Dunkelheit herrschte im Keller als wir am Abend das Knarren der Bremsen hörten und gleich darauf das charakteristische Gebrüll der SS, die in den Keller stürmte und uns mit Knüffen und Schlägen in die verdeckten Lastautos hineintrieben. Dort fanden wir unsere Frauen, weinend aber glücklich bei unserem Anblick. Frittas Frau war da mit dem dreijährigen Sohn Tomáš, Frau Bloch, Frau Ungar und ihre fünfjährige Tochter. Meine Frau Erna, der Kunsthändler Strass und der Architekt Troller. Sie brachten uns in die Kleine Festung nach Theresienstadt. Ungar war der erste, der von hier nach Auschwitz geschickt wurde, während sie Bloch am Ort zu Tode prügelten. Troller kam nach Auschwitz und überlebte. Strass, ein alter Mann, verblieb einige Zeit in Auschwitz und wurde dann zusammen mit seiner Frau umgebracht.

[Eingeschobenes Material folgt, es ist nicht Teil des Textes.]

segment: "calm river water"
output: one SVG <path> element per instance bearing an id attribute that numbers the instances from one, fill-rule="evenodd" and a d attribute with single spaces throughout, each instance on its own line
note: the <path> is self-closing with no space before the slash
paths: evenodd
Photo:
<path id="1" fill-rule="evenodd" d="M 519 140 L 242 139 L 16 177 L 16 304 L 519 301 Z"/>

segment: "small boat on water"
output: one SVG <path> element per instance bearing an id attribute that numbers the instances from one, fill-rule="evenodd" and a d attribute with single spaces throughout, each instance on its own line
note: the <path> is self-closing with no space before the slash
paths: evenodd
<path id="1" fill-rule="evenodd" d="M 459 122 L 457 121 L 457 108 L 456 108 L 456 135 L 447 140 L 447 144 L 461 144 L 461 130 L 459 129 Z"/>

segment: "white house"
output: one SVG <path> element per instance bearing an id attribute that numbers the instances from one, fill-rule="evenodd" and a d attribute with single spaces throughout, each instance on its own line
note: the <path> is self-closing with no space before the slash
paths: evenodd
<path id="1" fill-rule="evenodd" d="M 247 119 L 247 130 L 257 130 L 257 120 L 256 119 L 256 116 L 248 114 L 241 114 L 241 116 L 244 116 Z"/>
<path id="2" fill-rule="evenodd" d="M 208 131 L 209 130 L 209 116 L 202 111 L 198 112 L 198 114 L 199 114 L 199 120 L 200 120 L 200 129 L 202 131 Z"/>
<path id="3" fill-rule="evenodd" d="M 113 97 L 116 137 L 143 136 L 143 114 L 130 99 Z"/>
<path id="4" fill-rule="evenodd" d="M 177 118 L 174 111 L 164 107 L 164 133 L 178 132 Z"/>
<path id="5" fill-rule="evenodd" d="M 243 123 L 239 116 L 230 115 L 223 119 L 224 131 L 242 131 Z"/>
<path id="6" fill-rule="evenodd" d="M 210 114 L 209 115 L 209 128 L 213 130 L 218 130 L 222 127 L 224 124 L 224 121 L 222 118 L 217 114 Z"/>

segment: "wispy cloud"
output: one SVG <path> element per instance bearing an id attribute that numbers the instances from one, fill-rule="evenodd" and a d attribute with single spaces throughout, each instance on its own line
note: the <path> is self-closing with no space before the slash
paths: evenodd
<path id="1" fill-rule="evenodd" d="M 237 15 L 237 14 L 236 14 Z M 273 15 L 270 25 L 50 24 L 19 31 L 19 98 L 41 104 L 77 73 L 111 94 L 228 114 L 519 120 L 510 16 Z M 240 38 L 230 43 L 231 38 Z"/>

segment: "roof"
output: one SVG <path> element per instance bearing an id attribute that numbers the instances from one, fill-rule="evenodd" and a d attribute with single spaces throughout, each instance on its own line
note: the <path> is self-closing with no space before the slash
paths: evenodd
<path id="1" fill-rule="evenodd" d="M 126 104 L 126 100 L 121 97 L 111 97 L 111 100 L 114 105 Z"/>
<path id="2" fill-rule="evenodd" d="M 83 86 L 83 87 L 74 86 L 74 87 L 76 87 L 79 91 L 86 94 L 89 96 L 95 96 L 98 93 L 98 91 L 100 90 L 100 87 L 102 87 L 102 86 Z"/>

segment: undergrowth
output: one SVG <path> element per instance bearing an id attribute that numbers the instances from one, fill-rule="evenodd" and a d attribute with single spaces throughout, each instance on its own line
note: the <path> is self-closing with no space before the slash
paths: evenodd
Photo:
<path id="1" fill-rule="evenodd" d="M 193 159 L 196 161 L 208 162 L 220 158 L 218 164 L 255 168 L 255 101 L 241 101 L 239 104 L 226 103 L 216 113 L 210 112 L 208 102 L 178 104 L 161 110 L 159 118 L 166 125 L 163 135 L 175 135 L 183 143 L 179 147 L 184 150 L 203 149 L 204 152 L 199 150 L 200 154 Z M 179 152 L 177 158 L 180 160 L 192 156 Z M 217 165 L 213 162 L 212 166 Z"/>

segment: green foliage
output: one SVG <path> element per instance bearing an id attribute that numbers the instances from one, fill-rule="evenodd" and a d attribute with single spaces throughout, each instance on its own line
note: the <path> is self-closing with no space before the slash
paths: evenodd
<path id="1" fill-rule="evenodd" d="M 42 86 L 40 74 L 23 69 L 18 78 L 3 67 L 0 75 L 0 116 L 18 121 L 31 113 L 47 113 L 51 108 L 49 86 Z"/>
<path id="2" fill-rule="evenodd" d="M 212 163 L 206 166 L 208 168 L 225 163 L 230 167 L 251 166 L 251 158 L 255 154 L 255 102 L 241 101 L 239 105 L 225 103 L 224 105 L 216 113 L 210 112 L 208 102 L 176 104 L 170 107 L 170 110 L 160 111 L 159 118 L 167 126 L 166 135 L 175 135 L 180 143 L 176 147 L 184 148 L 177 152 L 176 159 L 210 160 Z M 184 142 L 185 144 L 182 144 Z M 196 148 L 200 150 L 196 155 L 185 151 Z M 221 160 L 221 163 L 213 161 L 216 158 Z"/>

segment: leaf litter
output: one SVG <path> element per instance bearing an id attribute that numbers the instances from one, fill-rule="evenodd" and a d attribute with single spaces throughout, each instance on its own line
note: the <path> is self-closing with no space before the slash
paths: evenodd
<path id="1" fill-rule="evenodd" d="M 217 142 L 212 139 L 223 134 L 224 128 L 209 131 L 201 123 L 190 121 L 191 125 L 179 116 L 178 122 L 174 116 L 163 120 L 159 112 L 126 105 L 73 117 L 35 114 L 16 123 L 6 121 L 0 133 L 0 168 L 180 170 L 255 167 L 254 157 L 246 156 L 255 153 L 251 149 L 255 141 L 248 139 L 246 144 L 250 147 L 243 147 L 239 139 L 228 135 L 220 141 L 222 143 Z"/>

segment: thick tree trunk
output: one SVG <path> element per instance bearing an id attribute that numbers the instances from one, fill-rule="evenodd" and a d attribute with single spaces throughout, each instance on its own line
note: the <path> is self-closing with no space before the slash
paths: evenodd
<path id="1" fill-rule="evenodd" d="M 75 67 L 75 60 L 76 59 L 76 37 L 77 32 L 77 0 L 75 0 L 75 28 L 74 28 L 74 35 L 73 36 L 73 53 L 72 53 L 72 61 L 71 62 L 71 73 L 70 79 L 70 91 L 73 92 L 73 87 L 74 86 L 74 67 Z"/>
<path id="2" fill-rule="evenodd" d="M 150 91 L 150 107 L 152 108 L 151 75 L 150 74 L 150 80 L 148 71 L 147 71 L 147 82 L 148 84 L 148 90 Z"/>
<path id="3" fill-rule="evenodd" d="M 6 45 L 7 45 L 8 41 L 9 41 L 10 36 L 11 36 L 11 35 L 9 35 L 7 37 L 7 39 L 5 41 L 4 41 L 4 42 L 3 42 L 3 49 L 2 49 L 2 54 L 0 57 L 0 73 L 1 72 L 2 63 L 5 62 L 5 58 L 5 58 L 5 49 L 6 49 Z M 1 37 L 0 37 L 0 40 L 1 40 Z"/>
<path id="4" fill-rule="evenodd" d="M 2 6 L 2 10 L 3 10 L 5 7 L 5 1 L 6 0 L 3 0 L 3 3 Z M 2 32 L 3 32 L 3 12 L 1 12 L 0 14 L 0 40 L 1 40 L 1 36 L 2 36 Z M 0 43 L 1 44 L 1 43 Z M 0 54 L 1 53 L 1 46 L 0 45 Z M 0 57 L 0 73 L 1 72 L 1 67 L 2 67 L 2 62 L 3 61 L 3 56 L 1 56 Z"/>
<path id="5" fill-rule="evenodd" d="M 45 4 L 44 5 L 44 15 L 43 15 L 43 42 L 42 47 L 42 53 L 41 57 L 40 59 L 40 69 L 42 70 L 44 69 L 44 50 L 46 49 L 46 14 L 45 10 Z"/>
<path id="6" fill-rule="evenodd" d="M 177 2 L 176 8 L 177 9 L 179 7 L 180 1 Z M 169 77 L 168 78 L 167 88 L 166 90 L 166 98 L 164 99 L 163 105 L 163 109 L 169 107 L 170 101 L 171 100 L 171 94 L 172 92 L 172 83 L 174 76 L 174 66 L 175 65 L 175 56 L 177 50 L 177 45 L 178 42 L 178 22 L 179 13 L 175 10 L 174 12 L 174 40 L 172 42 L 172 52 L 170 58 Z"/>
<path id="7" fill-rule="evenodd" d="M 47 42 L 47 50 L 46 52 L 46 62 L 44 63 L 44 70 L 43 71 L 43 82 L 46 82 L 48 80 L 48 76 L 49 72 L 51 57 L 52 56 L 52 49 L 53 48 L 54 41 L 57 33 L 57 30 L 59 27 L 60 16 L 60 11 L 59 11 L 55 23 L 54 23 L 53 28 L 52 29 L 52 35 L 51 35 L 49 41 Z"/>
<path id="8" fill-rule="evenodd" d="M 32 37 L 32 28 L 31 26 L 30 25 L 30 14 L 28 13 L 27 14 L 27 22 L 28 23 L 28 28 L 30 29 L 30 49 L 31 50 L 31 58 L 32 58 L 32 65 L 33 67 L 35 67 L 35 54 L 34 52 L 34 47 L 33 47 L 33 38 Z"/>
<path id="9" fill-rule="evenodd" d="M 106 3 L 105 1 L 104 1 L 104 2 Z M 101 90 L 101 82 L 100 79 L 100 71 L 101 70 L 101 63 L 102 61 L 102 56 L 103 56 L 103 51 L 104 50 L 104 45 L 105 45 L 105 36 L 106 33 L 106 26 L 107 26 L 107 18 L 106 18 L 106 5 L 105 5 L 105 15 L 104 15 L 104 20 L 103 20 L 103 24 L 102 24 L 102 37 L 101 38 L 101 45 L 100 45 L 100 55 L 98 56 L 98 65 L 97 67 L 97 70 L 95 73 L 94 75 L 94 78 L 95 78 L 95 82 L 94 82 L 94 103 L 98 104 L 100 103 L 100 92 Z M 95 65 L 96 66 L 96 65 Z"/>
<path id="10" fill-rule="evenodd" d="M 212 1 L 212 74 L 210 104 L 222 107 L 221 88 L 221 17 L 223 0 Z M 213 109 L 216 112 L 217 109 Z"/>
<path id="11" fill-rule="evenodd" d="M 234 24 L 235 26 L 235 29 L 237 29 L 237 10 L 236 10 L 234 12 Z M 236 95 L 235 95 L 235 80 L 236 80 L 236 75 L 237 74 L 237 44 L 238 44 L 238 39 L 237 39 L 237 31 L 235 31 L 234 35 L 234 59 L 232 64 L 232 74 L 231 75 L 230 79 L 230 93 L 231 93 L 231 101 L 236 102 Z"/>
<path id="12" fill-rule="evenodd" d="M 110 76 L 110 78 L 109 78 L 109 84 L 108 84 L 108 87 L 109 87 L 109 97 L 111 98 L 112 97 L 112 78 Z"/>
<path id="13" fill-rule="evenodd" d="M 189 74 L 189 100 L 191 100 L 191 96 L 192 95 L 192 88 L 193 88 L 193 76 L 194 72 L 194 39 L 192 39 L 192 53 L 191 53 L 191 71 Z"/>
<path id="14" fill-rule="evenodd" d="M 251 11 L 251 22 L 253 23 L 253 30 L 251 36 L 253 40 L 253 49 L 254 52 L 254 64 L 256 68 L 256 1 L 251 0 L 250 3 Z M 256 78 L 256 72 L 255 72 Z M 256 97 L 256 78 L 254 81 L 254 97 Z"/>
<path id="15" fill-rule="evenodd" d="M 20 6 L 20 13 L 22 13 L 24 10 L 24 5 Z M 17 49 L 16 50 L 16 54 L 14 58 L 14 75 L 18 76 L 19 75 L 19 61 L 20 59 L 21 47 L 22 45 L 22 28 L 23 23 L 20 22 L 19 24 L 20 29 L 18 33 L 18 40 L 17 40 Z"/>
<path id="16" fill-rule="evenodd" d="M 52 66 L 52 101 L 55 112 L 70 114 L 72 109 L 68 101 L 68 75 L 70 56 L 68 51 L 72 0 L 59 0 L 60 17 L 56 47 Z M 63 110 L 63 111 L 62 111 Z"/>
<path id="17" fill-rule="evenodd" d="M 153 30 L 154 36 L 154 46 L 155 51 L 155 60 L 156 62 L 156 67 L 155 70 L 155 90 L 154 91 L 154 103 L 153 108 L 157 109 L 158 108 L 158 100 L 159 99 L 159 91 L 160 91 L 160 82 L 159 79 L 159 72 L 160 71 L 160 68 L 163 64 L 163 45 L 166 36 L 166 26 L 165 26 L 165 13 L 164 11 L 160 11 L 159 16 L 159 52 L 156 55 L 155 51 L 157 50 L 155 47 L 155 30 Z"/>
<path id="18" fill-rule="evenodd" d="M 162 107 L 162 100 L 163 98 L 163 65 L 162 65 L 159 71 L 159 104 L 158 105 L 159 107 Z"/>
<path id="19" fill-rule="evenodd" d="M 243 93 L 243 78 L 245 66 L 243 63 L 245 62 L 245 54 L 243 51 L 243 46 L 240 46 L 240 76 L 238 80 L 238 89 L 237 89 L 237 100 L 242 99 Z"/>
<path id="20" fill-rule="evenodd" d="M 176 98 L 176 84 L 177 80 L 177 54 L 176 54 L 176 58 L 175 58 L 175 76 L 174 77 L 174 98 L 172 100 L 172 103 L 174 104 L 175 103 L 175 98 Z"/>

Frau Ungar und ihre Tochter überlebten die Hölle. Ungar selbst starb in Buchenwald gleich nach der Befreiung an Flecktyphus. In der Kleinen Festung verblieben Fritta und ich, unsere beiden Frauen und der kleine Fritta. Die Gestapo reichte gegen uns eine Beschuldigung ein. Die Anklage lautete auf „Greuelpropaganda“ und ihre Verbreitung im Ausland. Wir wurden nach Auschwitz überführt.

Fritta verstarb dort nach einer Woche an Blutvergiftung. Ich kam ins KZ Sachsenhausen, bis zur Befreiung im Mai 1945 (vorher Mauthausen und Ebensee). Auch meine Frau blieb am Leben, nachdem sie fast ein Jahr in einer Einzelzelle verbracht hatte, zusammen mit Frittas Sohn Tomáš. Hansi, Frittas Frau, verstarb hier infolge der schweren Bedingungen und wir adoptierten Tomáš.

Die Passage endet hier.